Double-contrast barium enema (DCBE), also referred to as air-contrast barium enema, or a barium enema with air contrast and sometimes known as lower GI series, is basically a type of an x-ray test in which a chalky liquid (barium sulfate) and air is used to outline the inner part of the colon and rectum to look for abnormal areas on x-rays [16-19]. A clear liquid diet is taken for a day or two before the procedure, and eating or drinking dairy products is avoided the night before the start of the procedure. The procedure takes about 45 minutes and does not require sedation. Moreover, the colon and rectum needs to be cleansed the night before the test by laxative intake, and/or use of enemas the morning of the exam. At testing, a small flexible tube is inserted into the rectum, and barium sulfate liquid is pumped into it in order to partially fill and opens the colon. Air is then pumped into the colon through the same tube, which may lead to bloating, cramping and discomfort, in addition to an urge for a bowel movement. X-ray pictures of colon lining are taken. If polyps or other suspicious areas are observed, a colonoscopy may also be needed. The barium could cause constipation for a few days after the procedure, and there is a small risk due to inflating the colon with air, which could injure or puncture the colon, in addition to an exposure to a relatively small amount of radiation [18].
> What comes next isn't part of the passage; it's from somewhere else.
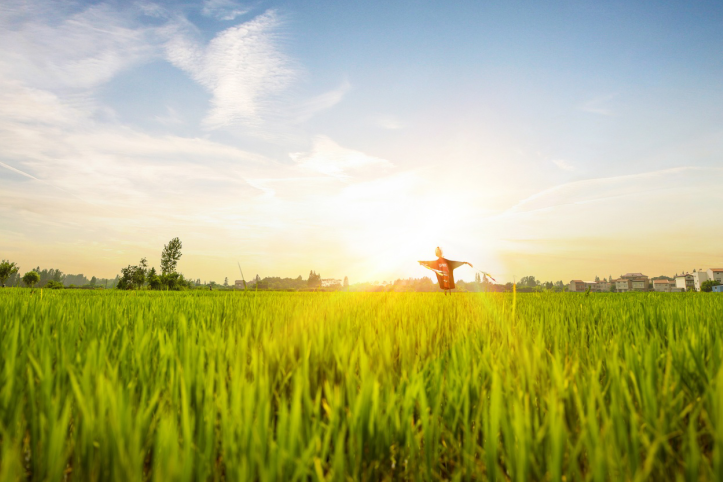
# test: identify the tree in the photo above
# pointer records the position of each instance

Colonoscopy, based upon the same principles as sigmoidoscopy, allows visualization of the entire colon. Although it is the “gold standard” for CRC screening, for the 70 million people older than 50 years of age in the USA, it requires an unpleasant bowel preparation, the test itself could be uncomfortable, but sedation usually helps, and some people could experience low blood pressure or changes in heart rhythm during the test due to the sedation, although these side effects are not serious. If polyps are removed or a biopsy is taken during the procedure, blood can be observed for a day or two after the test, and in rare cases when bleeding continues, it could require treatment [11]. The test could cost $10 billion per year and exceed the physician capacity to perform this procedure, requires cathartic preparation and sedating or anesthetizing the patient, and it has an increased risk of morbidity or mortality due to perforation of the GI [35]. Moreover, studies found that the range of colonoscopy miss rates for right-sided colon cancer was 4.0%, 12-13% for adenomatous polyps 6-9 mm, and 0-6% for polyps ≥ 1 cm in diameter (36). Clearly, a simple, inexpensive, noninvasive, sensitive and specific screening test is badly needed to identify people at risk for developing advanced adenomas (e.g., polyps ³ 1 cm with high grade dysplasia) or CRC who would benefit from a subsequent colonoscopy examination.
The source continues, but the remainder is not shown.